The locksmith has drilled out the lock, and like an opening scene from TV's Law & Order, he steps aside to let The Evictor enter and execute the court order for possession.

"Anyone home?" he asks. "We're coming in."

The abandoned apartment is a filthy, stinking mess and there is much evidence of violence and drug use.

A TV set sits on the floor casting an eerie, static-snow glow across the darkened room. There's a ratty sleeping bag on the living room floor, next to a shopping cart and a pile of closet doors.

The walls are full of holes and the carcasses of electronic equipment lay scattered about. The bedroom door has been kicked in; rented movies lay in piles on the floor. The blinds are bent and broken, juice and pop bottles are stuffed with cigarette butts.

Curiously, a glass-framed poster featuring a basket of fluffy kittens is undamaged. There's a picture of a pretty young woman on the bedside table, or what's left of it. There's a Narcotics Anonymous flyer on the floor and Alcoholics Anonymous tokens on top of the TV.

"What a mess," shrugs Stephen. "Friggin' drugs, man."

The Evictor returns to his car for a video camera while the locksmith secures the front door and windows.

Linda Mix, a spokeswoman for The Tenants' Rights Action Coalition, describes Stephen and what he does as "sleazy."

Vancouver Evictions Services is well known to her agency.

"I've heard stories over the years of sleazy tactics," she says. "He's pretty slick.

"He'll work with a landlord who may or may not be savvy enough with the Residential Tenancy Act to help get rid of tenants earlier than they normally would. Generally, once his services are engaged by landlords, tenants tend to move quickly."

Mix says landlords should take their disputes with tenants to the Residential Tenancy Branch.

"Yeah, the Residential Tenancy offices have reduced services drastically," she says. "But we still have legal processes . . . I just worry that this type of service will help expedite illegal evictions."

But Jake Fry, whose 76-year-old mother-in-law is currently "on vacation" in Victoria while The Evictor deals with a "predatory psychopath" tenant in the basement of her Point Grey home, isn't too worried about The Evictor's methods.

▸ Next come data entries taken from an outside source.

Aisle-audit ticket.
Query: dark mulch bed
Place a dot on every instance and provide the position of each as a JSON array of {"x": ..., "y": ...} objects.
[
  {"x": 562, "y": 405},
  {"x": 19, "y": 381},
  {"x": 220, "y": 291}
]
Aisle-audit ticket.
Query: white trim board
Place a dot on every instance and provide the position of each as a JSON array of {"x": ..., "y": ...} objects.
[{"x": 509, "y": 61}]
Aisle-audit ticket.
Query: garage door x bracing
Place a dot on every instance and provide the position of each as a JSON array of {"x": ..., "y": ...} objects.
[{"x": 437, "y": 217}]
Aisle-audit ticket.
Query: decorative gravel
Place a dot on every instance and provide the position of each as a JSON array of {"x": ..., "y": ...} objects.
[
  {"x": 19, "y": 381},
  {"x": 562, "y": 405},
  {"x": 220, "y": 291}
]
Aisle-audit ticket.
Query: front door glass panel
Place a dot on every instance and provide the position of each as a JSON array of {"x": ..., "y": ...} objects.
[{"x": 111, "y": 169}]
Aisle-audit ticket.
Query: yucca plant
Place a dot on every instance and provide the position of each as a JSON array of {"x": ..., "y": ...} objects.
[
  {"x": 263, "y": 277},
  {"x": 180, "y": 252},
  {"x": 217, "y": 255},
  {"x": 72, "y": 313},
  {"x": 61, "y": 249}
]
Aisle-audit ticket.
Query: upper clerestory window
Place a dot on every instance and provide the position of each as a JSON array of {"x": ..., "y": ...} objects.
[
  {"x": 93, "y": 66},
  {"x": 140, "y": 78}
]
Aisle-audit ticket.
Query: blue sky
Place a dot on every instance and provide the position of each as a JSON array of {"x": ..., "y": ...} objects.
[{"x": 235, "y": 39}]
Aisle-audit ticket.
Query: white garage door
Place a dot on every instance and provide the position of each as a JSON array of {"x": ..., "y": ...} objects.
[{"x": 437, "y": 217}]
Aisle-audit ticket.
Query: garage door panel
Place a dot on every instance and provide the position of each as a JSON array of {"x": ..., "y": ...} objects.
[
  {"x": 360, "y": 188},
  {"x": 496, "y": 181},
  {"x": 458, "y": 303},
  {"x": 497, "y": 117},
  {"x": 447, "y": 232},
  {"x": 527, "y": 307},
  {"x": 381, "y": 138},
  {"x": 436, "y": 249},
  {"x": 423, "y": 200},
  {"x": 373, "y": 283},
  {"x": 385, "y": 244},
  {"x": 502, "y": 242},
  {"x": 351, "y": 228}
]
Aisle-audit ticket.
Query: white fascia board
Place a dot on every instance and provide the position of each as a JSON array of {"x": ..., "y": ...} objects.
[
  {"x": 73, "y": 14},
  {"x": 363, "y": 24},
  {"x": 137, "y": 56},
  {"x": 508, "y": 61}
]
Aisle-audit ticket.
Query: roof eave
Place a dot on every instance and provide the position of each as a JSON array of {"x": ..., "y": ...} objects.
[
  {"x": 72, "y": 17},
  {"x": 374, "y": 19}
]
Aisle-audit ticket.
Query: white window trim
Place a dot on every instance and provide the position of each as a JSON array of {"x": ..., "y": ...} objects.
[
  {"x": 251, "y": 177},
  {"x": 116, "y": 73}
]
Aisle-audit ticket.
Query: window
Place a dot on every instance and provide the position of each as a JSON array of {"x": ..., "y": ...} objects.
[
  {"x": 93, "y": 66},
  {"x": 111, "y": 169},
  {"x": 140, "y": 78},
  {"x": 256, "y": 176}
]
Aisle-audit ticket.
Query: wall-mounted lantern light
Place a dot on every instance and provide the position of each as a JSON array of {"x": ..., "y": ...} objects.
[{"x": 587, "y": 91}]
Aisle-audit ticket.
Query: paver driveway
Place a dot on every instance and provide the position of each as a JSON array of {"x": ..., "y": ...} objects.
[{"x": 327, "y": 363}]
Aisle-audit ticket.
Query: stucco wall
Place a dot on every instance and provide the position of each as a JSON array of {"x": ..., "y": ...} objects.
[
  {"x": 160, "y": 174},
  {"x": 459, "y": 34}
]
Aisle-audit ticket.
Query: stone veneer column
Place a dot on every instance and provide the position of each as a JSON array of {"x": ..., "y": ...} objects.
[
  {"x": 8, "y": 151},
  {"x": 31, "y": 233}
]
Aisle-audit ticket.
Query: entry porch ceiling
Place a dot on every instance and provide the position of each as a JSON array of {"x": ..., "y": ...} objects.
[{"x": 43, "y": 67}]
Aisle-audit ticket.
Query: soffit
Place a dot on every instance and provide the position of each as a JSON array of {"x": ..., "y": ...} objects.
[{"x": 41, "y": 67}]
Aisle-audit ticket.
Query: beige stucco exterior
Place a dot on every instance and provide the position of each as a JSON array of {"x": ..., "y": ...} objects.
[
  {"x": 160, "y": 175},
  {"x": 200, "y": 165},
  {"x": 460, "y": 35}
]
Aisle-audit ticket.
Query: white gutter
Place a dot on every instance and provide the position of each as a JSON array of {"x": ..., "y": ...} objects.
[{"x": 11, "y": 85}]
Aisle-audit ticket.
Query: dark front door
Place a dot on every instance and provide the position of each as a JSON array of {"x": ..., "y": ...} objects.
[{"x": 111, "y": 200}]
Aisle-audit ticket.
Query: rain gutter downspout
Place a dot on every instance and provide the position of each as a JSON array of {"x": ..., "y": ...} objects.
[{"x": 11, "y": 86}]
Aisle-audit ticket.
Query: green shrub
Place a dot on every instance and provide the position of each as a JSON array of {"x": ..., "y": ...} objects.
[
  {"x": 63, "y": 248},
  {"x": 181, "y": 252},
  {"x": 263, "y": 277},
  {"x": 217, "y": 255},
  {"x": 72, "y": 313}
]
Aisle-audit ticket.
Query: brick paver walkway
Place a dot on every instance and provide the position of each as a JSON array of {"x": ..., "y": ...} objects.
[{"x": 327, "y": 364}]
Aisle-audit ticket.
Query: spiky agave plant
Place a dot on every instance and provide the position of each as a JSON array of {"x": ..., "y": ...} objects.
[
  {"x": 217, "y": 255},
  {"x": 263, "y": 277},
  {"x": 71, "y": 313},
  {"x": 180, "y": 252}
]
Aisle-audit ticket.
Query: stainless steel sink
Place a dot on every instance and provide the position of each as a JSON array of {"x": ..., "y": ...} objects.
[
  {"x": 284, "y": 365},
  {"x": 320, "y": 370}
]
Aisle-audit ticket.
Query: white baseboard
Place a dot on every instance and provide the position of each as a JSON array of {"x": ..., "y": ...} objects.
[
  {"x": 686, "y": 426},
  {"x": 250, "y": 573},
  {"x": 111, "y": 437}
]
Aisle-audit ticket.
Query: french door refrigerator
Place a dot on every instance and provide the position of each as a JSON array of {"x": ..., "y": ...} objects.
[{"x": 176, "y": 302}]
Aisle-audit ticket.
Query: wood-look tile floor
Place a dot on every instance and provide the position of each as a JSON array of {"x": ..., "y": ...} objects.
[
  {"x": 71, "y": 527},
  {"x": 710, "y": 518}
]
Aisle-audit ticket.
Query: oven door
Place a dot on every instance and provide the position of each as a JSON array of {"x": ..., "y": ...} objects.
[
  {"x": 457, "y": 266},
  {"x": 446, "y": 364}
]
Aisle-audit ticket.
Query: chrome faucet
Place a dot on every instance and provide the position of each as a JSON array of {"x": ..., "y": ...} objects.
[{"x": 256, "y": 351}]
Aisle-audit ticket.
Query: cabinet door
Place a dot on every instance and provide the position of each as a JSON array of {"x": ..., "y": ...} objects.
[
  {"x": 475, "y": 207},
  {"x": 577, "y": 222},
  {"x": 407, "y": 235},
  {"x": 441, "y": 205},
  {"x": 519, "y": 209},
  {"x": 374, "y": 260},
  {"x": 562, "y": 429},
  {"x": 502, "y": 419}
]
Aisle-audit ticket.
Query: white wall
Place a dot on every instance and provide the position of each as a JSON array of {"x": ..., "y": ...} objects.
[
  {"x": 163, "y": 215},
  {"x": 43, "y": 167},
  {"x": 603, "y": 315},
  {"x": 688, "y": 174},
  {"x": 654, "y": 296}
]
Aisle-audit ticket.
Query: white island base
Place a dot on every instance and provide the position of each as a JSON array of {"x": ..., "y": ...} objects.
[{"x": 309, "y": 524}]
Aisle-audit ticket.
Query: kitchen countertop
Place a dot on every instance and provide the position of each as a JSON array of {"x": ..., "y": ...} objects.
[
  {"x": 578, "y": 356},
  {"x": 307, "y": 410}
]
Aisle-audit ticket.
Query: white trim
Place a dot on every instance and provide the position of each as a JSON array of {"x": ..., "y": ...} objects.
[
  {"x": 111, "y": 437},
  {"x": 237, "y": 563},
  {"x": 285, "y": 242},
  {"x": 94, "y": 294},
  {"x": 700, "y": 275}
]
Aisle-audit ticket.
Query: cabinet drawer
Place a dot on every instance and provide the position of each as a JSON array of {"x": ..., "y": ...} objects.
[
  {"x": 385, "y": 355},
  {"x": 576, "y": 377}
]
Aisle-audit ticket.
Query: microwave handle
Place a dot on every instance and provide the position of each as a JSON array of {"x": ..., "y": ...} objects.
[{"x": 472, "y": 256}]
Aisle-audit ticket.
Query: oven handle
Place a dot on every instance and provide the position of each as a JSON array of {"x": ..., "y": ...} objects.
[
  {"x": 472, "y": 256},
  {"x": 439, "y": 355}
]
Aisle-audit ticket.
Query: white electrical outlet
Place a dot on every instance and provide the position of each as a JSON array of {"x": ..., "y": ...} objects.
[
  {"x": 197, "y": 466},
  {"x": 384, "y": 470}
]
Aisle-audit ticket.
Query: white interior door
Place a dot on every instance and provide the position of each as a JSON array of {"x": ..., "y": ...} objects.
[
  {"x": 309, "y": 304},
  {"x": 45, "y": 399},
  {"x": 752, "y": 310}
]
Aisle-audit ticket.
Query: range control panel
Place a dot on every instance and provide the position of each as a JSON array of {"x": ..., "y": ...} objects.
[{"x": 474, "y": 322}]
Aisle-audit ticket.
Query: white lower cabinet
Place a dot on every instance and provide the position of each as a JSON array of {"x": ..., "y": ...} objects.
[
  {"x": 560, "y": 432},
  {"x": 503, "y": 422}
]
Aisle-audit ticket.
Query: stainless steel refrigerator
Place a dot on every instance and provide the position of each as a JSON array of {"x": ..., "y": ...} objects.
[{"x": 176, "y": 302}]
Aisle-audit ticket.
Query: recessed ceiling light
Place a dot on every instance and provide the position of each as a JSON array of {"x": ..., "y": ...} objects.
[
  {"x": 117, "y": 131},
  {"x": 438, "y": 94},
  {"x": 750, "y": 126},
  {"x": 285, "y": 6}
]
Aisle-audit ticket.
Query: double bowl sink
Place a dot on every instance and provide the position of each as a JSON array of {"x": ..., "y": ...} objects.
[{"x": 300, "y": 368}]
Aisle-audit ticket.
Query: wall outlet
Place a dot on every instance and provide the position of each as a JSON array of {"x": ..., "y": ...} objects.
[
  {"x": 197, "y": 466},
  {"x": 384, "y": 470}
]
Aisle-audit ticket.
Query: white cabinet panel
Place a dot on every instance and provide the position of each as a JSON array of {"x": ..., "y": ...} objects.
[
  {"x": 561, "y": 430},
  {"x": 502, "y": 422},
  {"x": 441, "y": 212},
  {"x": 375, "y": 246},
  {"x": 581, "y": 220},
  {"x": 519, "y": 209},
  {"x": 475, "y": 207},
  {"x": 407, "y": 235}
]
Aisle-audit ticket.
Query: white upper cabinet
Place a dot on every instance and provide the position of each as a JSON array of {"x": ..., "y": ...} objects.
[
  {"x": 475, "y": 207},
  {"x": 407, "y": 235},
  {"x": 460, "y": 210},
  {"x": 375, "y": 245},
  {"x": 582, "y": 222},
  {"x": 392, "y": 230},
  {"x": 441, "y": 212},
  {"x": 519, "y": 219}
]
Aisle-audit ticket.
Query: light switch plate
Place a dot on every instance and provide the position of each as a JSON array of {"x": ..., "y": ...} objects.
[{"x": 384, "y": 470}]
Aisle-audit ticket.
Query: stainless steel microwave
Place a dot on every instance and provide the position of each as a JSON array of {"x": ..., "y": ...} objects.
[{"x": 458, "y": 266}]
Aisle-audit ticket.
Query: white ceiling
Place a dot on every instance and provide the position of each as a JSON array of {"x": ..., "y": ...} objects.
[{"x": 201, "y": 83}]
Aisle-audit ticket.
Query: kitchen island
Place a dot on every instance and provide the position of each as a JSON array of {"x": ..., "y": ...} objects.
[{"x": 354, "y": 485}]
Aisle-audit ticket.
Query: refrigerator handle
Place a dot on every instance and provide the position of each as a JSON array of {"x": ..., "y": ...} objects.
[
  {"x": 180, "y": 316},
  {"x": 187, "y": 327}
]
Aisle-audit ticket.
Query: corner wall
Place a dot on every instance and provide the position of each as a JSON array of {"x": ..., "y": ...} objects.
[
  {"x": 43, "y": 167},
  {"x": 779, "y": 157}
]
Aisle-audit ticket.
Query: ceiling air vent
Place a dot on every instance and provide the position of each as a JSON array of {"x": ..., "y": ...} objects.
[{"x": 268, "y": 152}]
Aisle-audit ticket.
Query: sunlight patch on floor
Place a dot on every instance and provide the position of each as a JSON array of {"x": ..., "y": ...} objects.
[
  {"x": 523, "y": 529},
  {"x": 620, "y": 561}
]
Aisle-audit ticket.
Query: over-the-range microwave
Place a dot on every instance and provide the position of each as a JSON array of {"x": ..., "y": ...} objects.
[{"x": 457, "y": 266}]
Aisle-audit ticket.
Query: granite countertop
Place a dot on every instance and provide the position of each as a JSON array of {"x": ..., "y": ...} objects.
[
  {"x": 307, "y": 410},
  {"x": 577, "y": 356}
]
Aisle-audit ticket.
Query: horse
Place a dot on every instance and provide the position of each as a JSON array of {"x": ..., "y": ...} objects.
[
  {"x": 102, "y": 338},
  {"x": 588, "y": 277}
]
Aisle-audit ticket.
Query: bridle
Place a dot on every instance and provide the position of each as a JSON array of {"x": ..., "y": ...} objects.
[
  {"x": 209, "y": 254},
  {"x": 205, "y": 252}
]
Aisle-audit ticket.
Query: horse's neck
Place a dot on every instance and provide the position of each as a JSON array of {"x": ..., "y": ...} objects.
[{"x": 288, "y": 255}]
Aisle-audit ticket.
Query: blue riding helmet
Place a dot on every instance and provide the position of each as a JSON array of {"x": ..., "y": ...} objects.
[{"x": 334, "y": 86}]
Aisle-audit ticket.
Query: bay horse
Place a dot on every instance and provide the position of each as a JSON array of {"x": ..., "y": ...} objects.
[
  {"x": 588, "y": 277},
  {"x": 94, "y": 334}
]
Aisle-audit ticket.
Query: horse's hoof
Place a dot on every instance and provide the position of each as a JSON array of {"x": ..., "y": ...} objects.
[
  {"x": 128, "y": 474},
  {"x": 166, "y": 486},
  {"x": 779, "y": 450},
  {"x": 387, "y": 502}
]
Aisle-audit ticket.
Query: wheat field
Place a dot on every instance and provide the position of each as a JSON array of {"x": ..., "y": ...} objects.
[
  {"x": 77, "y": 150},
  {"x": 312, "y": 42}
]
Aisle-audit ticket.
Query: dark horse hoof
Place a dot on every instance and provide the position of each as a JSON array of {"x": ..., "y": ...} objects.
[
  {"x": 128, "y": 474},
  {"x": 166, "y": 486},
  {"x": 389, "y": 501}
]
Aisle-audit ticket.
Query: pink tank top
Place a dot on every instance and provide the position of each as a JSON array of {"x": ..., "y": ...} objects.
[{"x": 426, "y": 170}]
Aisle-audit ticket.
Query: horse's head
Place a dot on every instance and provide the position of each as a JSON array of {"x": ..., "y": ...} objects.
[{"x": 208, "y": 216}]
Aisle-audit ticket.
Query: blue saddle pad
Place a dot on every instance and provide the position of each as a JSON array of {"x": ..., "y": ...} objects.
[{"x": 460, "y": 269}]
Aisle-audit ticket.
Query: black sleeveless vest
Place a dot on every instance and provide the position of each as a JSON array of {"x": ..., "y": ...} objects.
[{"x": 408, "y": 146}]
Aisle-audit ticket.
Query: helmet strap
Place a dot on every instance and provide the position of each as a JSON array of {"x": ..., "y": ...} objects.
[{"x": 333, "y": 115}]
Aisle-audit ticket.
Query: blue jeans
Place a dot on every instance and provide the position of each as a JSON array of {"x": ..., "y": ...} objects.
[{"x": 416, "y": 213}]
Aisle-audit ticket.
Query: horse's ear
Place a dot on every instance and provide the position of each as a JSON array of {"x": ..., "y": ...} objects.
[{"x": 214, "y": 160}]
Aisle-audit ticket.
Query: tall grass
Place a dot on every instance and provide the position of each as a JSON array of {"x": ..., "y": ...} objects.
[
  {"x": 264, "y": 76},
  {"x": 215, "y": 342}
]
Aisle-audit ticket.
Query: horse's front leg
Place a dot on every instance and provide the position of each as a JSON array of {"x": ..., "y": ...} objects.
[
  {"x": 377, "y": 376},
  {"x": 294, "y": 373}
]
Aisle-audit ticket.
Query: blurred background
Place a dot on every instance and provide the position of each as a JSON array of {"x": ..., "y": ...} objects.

Fry says the tenant arrived in June and began "playing" his mother-in-law from the get-go. Slowly and methodically, the tenant negotiated the return of his damage deposit and his post-dated rent cheques, made questionable claims for "mysterious floods" and appliance failures and began getting increasingly abusive and threatening.

The police were called in several times.

"It got to the point where my mother-in-law just couldn't live in her house any more," says Fry.

Fry and his family tried to take the "path of least resistance," pleading with the tenant, even paying him $1,500 to leave.

"A week goes by and he doesn't move. We send letters: 'What's going on? We had an agreement.' He's like, 'F--- you! This is compensation for the stress you've put me under.' He's got this red face, his fists are clenched and he starts screaming abuse and threatening my life. He closes the door -- not gently -- and begins to savage the apartment, screaming that he's going to get me and my mother-in-law."

The police, says Fry, were stymied.

The Frys are going to court with Stephen as their advocate on Tuesday.

"Horrible situation, best guy to deal with it," says Fry of The Evictor.

Stephen is wrapping things up at the derelict suite on East Broadway. He's videotaped the apartment and its contents.

He reflects on the dirty work that keeps him busy 14 hours a day. He says he's only been seriously assaulted once and is not afraid of confrontational tenants, although he won't deal with grow-ops or drug houses.

"I tell them, 'This is me, this is what I do. You can work with me and I'll make sure your stuff is safe. Or you'll have an enforcement team -- the cops and the bailiffs -- down here.' "

It's never dull, says The Evictor, and every day presents a new challenge.

"You might as well unplug that TV," he says. "I don't think anyone's coming home to use it."